Transformational Thinking: A New Look at “Looking” – Spring Retreat & Course Offerings
February 1, 2019 @ 5:00 pm - February 3, 2019 @ 11:30 am
“Humans remain in an incomplete state if they do not take in hand the transformative substance within themselves, and transform themselves through their own power.”
-R.S., Intuitive Thinking as a Spiritual Path
What does it mean for thinking to be free? Can we change our thinking so that we can participate more directly with the inner patterns that underlie the very foundations of experience? How can we understand and utilize principles of transformative thinking in a way that supports our personal and professional development, as well as the evolution of the planet?
This GLWI offering explores Rudolf Steiner’s approach to understanding understanding, how it relates to human freedom and morality, and how it provides a context that helps us change our thinking so that we can become an active participant in the unfolding of reality in new ways.
The course will open with a weekend retreat on the theme of Transformation. In addition to presentations and conversations on the theme, the evening and weekend event will incorporate artistic experiences of metamorphosis through eurythmy and transformation through artistic work.

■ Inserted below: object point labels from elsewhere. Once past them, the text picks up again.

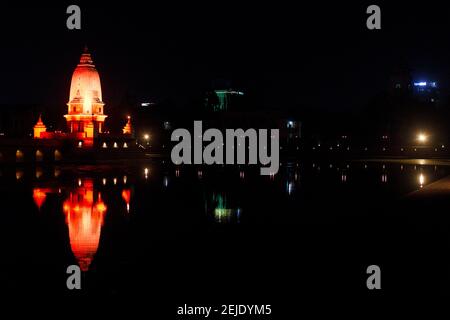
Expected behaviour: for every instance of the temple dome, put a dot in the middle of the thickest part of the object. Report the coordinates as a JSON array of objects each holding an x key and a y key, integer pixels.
[{"x": 85, "y": 87}]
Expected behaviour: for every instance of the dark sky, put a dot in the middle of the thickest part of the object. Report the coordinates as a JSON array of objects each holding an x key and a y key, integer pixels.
[{"x": 282, "y": 53}]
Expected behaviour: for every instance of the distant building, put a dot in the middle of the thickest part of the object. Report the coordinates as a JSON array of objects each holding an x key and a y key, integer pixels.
[
  {"x": 426, "y": 91},
  {"x": 221, "y": 100}
]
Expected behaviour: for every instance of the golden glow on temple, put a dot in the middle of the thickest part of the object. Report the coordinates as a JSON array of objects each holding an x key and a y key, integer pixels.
[
  {"x": 85, "y": 107},
  {"x": 127, "y": 129},
  {"x": 85, "y": 211},
  {"x": 38, "y": 128}
]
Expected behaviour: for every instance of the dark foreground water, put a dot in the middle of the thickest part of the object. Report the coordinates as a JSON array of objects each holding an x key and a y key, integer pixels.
[{"x": 219, "y": 235}]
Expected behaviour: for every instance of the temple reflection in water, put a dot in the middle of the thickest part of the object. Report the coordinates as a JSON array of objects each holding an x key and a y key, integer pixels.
[{"x": 85, "y": 211}]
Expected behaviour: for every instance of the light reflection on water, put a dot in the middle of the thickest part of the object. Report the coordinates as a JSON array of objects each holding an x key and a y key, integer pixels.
[{"x": 88, "y": 197}]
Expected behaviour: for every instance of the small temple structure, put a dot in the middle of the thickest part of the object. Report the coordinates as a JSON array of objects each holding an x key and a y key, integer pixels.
[{"x": 39, "y": 128}]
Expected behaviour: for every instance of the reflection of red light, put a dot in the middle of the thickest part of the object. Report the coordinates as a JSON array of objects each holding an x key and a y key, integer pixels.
[
  {"x": 126, "y": 196},
  {"x": 39, "y": 196},
  {"x": 84, "y": 217}
]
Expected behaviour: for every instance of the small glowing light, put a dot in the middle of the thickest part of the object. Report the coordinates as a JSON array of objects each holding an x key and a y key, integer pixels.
[
  {"x": 422, "y": 138},
  {"x": 421, "y": 180}
]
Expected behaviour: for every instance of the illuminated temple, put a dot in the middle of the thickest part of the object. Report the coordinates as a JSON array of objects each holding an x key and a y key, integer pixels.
[
  {"x": 85, "y": 115},
  {"x": 85, "y": 107}
]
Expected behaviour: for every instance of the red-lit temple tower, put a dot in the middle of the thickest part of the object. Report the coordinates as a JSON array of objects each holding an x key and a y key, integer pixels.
[{"x": 85, "y": 115}]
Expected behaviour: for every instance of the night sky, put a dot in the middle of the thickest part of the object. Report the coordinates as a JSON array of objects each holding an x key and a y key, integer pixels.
[{"x": 283, "y": 54}]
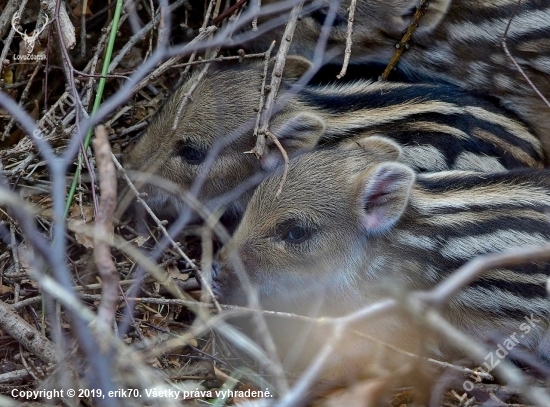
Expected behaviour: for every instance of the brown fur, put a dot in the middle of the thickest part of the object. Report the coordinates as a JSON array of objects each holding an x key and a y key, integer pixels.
[
  {"x": 372, "y": 232},
  {"x": 457, "y": 41}
]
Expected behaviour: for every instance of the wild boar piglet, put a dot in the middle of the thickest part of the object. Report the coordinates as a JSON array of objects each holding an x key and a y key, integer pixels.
[
  {"x": 351, "y": 228},
  {"x": 439, "y": 127},
  {"x": 457, "y": 41}
]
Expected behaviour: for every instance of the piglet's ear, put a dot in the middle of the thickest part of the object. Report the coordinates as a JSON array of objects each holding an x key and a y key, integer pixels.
[
  {"x": 297, "y": 133},
  {"x": 384, "y": 195}
]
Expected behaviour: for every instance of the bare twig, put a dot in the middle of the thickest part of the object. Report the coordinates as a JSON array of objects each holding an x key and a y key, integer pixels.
[
  {"x": 7, "y": 42},
  {"x": 509, "y": 55},
  {"x": 403, "y": 44},
  {"x": 267, "y": 55},
  {"x": 188, "y": 94},
  {"x": 229, "y": 11},
  {"x": 104, "y": 230},
  {"x": 276, "y": 79},
  {"x": 66, "y": 28},
  {"x": 25, "y": 334},
  {"x": 285, "y": 157},
  {"x": 349, "y": 42},
  {"x": 22, "y": 99}
]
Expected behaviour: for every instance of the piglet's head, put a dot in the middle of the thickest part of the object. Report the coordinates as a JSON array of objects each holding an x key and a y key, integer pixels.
[{"x": 336, "y": 209}]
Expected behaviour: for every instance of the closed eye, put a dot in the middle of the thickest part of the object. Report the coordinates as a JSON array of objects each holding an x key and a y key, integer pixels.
[{"x": 294, "y": 232}]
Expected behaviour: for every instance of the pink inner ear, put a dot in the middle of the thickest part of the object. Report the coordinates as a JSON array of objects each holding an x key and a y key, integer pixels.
[{"x": 372, "y": 221}]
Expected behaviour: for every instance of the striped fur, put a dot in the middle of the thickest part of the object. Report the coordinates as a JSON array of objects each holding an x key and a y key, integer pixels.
[
  {"x": 374, "y": 231},
  {"x": 438, "y": 126},
  {"x": 458, "y": 41}
]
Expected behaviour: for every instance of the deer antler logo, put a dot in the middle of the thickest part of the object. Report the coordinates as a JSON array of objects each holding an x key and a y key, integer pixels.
[{"x": 30, "y": 40}]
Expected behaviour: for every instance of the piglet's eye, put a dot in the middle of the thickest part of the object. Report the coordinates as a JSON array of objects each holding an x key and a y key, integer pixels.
[
  {"x": 190, "y": 154},
  {"x": 294, "y": 233}
]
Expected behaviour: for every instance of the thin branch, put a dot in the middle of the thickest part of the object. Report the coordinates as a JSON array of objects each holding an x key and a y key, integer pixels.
[
  {"x": 276, "y": 79},
  {"x": 349, "y": 42},
  {"x": 104, "y": 230},
  {"x": 285, "y": 157}
]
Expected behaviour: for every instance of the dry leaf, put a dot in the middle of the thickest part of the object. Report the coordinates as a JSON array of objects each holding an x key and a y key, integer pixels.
[
  {"x": 140, "y": 240},
  {"x": 176, "y": 274},
  {"x": 78, "y": 10},
  {"x": 78, "y": 217}
]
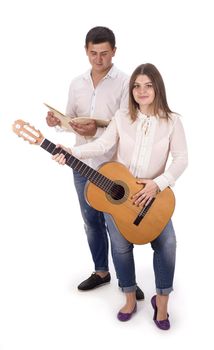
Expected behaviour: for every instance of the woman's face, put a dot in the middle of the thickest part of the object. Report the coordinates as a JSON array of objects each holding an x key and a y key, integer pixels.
[{"x": 143, "y": 92}]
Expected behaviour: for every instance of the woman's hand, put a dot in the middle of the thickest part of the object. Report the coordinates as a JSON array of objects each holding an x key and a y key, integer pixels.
[
  {"x": 144, "y": 196},
  {"x": 52, "y": 120},
  {"x": 88, "y": 129},
  {"x": 60, "y": 158}
]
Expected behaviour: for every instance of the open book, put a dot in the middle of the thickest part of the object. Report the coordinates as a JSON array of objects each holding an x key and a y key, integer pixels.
[{"x": 65, "y": 119}]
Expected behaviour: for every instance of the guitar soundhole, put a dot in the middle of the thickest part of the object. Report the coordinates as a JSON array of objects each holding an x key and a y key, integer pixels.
[{"x": 117, "y": 192}]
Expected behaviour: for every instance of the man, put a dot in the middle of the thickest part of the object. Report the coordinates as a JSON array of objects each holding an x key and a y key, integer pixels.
[{"x": 98, "y": 93}]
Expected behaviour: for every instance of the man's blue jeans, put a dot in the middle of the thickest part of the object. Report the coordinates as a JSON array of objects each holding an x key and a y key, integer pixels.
[{"x": 95, "y": 227}]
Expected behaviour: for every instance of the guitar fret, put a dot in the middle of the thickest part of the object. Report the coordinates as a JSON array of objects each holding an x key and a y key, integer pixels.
[{"x": 83, "y": 169}]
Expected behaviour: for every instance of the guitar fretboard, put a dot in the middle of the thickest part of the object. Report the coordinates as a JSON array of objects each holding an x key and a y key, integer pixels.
[{"x": 83, "y": 169}]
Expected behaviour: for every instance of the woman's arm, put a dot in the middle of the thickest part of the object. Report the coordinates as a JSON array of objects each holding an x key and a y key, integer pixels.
[{"x": 178, "y": 150}]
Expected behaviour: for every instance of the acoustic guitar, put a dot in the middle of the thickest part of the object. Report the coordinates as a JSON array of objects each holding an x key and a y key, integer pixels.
[{"x": 110, "y": 189}]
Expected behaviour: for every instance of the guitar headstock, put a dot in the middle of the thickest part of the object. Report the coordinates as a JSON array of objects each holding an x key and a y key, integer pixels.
[{"x": 27, "y": 132}]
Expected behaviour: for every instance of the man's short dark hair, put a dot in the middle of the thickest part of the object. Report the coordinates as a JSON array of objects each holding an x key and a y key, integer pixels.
[{"x": 98, "y": 35}]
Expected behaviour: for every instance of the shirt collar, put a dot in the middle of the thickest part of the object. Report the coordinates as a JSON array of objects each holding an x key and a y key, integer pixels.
[{"x": 112, "y": 73}]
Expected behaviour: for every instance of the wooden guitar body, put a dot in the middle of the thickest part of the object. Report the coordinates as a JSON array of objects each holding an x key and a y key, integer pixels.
[{"x": 124, "y": 212}]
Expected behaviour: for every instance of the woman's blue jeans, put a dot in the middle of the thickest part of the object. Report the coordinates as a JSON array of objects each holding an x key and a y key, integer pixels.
[
  {"x": 95, "y": 226},
  {"x": 164, "y": 248}
]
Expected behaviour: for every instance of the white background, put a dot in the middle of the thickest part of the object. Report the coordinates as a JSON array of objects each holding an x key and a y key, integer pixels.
[{"x": 43, "y": 249}]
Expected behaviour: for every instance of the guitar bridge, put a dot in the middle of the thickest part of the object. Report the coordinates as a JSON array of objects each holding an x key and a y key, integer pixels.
[{"x": 142, "y": 213}]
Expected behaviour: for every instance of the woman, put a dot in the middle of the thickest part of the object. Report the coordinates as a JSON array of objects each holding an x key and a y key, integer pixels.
[{"x": 145, "y": 136}]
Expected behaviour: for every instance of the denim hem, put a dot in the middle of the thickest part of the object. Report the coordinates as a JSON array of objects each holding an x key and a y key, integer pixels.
[
  {"x": 129, "y": 289},
  {"x": 164, "y": 291}
]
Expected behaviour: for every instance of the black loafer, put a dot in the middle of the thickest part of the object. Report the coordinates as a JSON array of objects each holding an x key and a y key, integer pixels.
[
  {"x": 139, "y": 294},
  {"x": 94, "y": 281}
]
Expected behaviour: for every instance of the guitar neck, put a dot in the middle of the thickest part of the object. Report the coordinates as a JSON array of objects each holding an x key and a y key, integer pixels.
[{"x": 83, "y": 169}]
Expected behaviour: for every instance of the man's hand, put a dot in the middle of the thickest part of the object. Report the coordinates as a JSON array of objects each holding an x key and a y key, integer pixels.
[
  {"x": 52, "y": 120},
  {"x": 88, "y": 129},
  {"x": 144, "y": 196},
  {"x": 60, "y": 158}
]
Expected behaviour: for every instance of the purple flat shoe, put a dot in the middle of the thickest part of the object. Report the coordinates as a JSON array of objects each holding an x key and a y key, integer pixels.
[
  {"x": 126, "y": 316},
  {"x": 163, "y": 324}
]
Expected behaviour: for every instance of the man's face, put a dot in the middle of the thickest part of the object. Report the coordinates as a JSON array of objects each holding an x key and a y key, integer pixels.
[{"x": 100, "y": 56}]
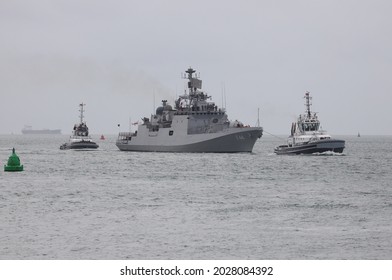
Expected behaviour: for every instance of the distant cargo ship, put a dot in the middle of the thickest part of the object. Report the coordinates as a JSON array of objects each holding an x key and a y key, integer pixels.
[{"x": 29, "y": 130}]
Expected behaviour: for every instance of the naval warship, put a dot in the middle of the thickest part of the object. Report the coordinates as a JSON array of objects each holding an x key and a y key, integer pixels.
[{"x": 194, "y": 125}]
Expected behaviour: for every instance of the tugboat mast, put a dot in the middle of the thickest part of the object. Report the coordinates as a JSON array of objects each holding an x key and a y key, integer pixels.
[
  {"x": 81, "y": 110},
  {"x": 308, "y": 99}
]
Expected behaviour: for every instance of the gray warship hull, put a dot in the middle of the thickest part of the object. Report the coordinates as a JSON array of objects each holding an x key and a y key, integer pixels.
[{"x": 232, "y": 140}]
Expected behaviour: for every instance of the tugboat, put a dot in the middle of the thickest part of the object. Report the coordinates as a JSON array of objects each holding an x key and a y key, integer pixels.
[
  {"x": 80, "y": 138},
  {"x": 194, "y": 125},
  {"x": 307, "y": 137}
]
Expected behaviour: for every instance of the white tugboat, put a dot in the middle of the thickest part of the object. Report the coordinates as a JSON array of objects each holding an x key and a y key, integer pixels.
[
  {"x": 307, "y": 137},
  {"x": 194, "y": 125},
  {"x": 80, "y": 138}
]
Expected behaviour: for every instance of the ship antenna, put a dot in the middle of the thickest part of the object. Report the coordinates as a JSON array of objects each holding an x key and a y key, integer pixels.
[
  {"x": 308, "y": 103},
  {"x": 81, "y": 111},
  {"x": 258, "y": 117}
]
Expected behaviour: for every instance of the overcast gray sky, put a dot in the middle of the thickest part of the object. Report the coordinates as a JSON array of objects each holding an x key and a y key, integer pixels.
[{"x": 116, "y": 55}]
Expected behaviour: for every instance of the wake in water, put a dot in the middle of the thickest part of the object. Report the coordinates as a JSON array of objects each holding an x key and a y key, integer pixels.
[{"x": 328, "y": 153}]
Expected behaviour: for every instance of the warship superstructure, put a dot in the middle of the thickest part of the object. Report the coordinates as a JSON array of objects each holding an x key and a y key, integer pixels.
[{"x": 195, "y": 124}]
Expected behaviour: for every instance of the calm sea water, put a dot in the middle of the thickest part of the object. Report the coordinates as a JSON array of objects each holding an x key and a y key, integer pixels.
[{"x": 107, "y": 204}]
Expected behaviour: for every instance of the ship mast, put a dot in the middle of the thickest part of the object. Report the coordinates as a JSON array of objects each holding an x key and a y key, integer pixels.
[
  {"x": 81, "y": 110},
  {"x": 308, "y": 103}
]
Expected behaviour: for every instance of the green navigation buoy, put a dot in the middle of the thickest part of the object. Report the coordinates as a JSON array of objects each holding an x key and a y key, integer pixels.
[{"x": 13, "y": 163}]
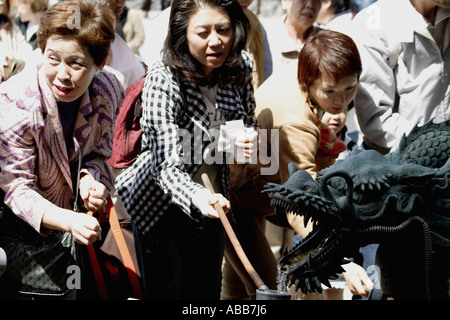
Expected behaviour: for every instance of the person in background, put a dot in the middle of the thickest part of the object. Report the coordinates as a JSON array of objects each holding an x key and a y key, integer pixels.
[
  {"x": 335, "y": 15},
  {"x": 14, "y": 48},
  {"x": 257, "y": 46},
  {"x": 121, "y": 58},
  {"x": 131, "y": 28},
  {"x": 65, "y": 108},
  {"x": 287, "y": 37},
  {"x": 289, "y": 110},
  {"x": 398, "y": 90},
  {"x": 332, "y": 135},
  {"x": 29, "y": 13},
  {"x": 203, "y": 81},
  {"x": 236, "y": 283}
]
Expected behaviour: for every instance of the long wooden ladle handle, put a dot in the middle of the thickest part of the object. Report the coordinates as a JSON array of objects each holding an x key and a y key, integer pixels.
[{"x": 232, "y": 236}]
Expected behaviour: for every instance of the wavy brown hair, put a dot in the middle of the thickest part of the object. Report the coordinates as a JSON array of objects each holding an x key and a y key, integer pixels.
[
  {"x": 176, "y": 51},
  {"x": 328, "y": 52},
  {"x": 95, "y": 29}
]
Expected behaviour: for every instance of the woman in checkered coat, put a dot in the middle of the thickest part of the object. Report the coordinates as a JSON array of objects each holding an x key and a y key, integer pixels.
[{"x": 203, "y": 81}]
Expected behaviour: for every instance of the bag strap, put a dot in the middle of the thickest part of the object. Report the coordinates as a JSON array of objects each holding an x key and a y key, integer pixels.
[
  {"x": 103, "y": 292},
  {"x": 123, "y": 248},
  {"x": 124, "y": 253}
]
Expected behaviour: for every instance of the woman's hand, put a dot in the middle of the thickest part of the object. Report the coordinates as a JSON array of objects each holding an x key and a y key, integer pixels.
[
  {"x": 246, "y": 145},
  {"x": 204, "y": 201},
  {"x": 357, "y": 279},
  {"x": 84, "y": 228},
  {"x": 92, "y": 193}
]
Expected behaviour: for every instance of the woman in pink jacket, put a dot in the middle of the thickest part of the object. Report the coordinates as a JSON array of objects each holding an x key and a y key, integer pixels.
[{"x": 49, "y": 116}]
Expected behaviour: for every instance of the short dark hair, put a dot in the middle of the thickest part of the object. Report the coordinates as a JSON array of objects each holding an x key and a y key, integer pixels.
[
  {"x": 36, "y": 5},
  {"x": 95, "y": 29},
  {"x": 176, "y": 51},
  {"x": 328, "y": 52}
]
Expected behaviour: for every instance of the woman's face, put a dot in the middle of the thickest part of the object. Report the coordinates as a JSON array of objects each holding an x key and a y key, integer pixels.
[
  {"x": 209, "y": 35},
  {"x": 24, "y": 11},
  {"x": 335, "y": 122},
  {"x": 69, "y": 68},
  {"x": 334, "y": 97}
]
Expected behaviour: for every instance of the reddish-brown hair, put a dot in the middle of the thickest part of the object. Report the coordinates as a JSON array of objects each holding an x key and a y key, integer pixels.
[
  {"x": 95, "y": 28},
  {"x": 327, "y": 53}
]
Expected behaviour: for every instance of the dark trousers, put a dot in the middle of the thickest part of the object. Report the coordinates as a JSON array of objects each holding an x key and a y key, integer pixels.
[{"x": 181, "y": 260}]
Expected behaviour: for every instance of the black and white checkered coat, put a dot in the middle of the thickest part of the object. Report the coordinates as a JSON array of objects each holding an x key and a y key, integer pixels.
[{"x": 162, "y": 174}]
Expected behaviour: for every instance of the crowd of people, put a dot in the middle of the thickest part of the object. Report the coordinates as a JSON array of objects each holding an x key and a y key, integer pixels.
[{"x": 330, "y": 77}]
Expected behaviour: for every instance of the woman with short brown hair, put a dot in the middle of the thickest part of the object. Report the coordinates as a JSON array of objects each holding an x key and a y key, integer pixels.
[{"x": 55, "y": 139}]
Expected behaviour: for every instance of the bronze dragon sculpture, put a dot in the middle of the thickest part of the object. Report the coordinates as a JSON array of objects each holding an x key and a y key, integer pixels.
[{"x": 400, "y": 200}]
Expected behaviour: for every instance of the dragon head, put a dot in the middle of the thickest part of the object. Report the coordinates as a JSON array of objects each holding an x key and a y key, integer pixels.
[{"x": 365, "y": 189}]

Participants will experience the four stages of alchemical transformation and will get to live with that messy in-between part where nothing makes sense, until it does.
The asynchronous 10-week online portion of the course will follow, running from Monday, February 4th – Monday, April 8th. The course will include the study of Rudolf Steiner’s seminal work Intuitive Thinking as a Spiritual Path (aka The Philosophy of Freedom) as well as supplemental readings on the theme of transformation. The course places emphasis on embodied knowing, observation as a contemplative practice, and on relating abstract knowledge to immediate experience. Participants will have the opportunity to implement transformative practices in their own lives and become aware of how such practices support and bring about change in their private life, social interactions, and professional work.